Study of the Adsorption Mechanisms of Surface Active Agents at the Silica-Water Interface by Total Internal Reflection Raman Spectroscopy

This study presents the results related to the adsorption behavior of one cationic surface active agent at the silica-water interface and demonstrates the capabilities of the Total Internal Reflection (TIR) Raman sampling configuration to provide spectroscopic information on a molecular level and simultaneously serve as an experimental platform for studying thermodynamic and kinetic properties of molecules at the silica-water interface. This Raman spectroscopic technique takes advantage of an “evanescent electric field” that is generated at the silica-water interface in TIR mode with limited, TIR geometry specific, probing depth.

  A minor portion of the research work was related to the adsorption of low vapor pressure solvent molecules from the gas phase at the silica-gas interface, followed by studies at the silica-water interface that proved that neither short alkyl chain hydrophilic ionic liquids nor anionic surfactants adsorb in excess at the silica-water interface. 
   The primary goal of this work was to study and identify the adsorption mechanisms of a cationic surfactant at the silica-water interface.

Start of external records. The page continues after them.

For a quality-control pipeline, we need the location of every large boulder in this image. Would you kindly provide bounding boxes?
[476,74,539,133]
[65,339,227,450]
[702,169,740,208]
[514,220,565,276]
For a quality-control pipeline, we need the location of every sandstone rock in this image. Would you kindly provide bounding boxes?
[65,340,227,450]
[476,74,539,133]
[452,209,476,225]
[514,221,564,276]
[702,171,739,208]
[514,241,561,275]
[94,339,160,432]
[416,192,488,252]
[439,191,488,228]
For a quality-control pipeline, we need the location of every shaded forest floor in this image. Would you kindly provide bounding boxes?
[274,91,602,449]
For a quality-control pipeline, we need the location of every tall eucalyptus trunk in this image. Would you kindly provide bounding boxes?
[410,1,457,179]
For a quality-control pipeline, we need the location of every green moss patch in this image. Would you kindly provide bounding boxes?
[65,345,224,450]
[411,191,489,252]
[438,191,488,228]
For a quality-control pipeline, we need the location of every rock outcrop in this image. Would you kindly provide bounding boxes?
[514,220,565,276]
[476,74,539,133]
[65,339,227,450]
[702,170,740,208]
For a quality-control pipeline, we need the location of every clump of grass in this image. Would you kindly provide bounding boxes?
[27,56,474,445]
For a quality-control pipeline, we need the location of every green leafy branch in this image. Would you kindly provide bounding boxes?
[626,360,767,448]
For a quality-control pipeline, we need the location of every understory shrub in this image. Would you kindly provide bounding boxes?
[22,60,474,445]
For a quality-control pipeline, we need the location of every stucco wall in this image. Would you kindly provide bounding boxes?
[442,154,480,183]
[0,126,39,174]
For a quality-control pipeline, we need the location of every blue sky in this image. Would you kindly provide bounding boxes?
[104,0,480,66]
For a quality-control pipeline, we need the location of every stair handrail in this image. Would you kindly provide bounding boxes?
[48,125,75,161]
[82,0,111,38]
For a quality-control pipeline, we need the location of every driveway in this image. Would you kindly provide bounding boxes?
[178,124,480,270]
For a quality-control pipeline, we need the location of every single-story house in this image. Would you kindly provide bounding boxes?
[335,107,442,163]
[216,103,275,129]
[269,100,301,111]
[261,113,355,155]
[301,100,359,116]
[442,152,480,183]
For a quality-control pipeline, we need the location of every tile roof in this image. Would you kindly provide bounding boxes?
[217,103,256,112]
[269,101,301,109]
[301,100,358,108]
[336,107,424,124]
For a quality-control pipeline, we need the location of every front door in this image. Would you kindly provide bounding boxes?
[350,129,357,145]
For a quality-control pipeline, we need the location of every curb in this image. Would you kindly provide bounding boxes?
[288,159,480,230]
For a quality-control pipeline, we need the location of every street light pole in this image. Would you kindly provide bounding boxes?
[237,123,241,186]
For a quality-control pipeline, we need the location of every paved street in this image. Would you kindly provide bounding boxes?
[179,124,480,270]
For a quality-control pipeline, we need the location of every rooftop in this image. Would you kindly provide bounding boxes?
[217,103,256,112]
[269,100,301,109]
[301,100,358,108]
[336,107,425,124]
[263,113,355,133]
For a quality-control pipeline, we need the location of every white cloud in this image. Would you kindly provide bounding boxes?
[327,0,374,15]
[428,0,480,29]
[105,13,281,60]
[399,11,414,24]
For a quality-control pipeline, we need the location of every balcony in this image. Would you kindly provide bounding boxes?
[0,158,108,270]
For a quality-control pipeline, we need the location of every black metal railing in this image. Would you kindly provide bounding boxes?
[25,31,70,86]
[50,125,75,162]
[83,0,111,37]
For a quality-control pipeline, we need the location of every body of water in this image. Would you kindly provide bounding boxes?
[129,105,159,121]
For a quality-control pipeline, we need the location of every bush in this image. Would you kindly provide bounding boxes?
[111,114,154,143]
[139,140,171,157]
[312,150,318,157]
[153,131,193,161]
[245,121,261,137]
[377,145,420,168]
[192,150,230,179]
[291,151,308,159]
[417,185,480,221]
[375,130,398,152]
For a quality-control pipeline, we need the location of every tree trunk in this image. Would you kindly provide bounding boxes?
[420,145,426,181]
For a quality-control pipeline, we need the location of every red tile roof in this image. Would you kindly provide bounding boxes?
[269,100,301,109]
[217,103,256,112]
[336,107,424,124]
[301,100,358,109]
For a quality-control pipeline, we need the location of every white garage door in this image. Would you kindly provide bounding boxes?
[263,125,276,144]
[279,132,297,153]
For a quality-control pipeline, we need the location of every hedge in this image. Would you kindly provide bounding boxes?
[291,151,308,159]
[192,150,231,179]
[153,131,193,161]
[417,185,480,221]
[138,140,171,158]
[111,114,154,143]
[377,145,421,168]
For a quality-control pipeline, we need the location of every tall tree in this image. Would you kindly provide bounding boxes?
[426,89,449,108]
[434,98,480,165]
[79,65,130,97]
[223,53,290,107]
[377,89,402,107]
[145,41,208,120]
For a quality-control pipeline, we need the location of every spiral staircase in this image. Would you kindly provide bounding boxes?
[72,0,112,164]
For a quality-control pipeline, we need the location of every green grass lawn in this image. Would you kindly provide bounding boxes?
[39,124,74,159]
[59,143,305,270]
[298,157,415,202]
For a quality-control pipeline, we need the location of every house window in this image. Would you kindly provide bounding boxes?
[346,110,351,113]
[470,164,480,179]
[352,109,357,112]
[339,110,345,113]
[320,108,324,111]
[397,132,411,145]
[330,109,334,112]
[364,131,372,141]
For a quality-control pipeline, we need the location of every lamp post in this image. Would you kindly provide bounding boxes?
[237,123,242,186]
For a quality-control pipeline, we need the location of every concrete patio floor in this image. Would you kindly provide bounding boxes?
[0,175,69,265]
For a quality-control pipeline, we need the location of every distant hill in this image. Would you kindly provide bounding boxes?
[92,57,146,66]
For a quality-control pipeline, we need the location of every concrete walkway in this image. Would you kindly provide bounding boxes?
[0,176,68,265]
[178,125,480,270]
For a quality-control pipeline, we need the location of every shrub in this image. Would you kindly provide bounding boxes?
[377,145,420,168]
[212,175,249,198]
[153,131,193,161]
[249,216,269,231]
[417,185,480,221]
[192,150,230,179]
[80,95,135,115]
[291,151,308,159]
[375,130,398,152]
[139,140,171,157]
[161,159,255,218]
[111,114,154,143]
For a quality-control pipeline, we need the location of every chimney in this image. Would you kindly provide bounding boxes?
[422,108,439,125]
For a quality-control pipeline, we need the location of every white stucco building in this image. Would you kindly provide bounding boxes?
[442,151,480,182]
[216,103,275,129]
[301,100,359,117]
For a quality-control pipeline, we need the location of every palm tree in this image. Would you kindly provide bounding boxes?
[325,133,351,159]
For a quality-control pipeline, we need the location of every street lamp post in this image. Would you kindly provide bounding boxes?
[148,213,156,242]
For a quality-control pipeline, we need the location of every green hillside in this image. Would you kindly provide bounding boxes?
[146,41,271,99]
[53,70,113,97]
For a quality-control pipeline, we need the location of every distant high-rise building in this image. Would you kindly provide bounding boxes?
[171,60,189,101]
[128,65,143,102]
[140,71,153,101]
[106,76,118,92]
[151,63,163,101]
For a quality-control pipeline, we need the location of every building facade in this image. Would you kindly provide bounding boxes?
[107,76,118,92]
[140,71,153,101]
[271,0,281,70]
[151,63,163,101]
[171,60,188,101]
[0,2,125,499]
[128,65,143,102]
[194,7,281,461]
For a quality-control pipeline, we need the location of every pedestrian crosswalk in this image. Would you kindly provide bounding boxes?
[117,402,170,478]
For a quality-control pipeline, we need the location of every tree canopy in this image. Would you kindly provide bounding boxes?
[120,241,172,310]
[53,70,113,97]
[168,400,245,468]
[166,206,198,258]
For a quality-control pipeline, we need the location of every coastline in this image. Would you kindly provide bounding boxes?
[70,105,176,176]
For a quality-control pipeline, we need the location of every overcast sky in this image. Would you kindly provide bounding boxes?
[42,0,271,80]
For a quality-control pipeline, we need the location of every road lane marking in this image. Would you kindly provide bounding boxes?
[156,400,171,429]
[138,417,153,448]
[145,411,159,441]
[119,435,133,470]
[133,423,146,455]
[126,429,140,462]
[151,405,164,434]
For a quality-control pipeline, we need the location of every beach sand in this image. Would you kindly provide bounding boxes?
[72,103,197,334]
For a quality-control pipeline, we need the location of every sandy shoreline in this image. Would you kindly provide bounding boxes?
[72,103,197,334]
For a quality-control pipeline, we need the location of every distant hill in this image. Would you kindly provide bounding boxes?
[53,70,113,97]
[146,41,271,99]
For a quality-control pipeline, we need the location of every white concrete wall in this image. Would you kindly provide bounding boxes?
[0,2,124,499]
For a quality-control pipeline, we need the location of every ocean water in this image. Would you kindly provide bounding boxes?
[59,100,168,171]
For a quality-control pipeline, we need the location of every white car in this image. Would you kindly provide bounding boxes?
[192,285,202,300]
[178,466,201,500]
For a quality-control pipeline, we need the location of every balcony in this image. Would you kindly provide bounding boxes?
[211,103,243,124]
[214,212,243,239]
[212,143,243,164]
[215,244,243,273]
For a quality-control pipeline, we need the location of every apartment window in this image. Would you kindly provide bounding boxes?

Spectral analysis and the relevant Raman signal intensities as function of surfactant concentration and surface excess provided the input data for evaluating the thermodynamic and kinetic parameters of benzyldimethylhexadecyl ammonium chloride. Adsorption isotherms were fitted according to the Langmuir model for the pure surfactant, and based on a modified Langmuir model for the surfactant with various  concentrations of magnesium chloride, on bare and on hydrophobic silica. The results revealed enhancement of thermodynamic and kinetic properties of adsorption, as function of electrolyte concentration; the results from the 2nd part of the research work further emphasized the effects of a hydrophobic silica surface on surfactant adsorption behavior; the hydrophobic surface properties promoted different type of surfactant aggregation at the interface, with attenuation of the adsorption driving mechanisms, but with retention of the intrinsic surfactant properties found at the bare silica surface.
  Spectral analysis of the Raman scattering intensities as function of concentration and time indicated that no significant reorientation of surfactant molecules takes place at the silica-water interface and the most likely aggregate structure at the surface is spherical at the bare silica surface, and hemi-micellar or hemispherical at the modified hydrophobic silica surface. The study concludes that cationic surfactant adsorption mechanisms can be modulated by substrate properties, electrolyte type, and the concentration levels of both surfactant and electrolyte.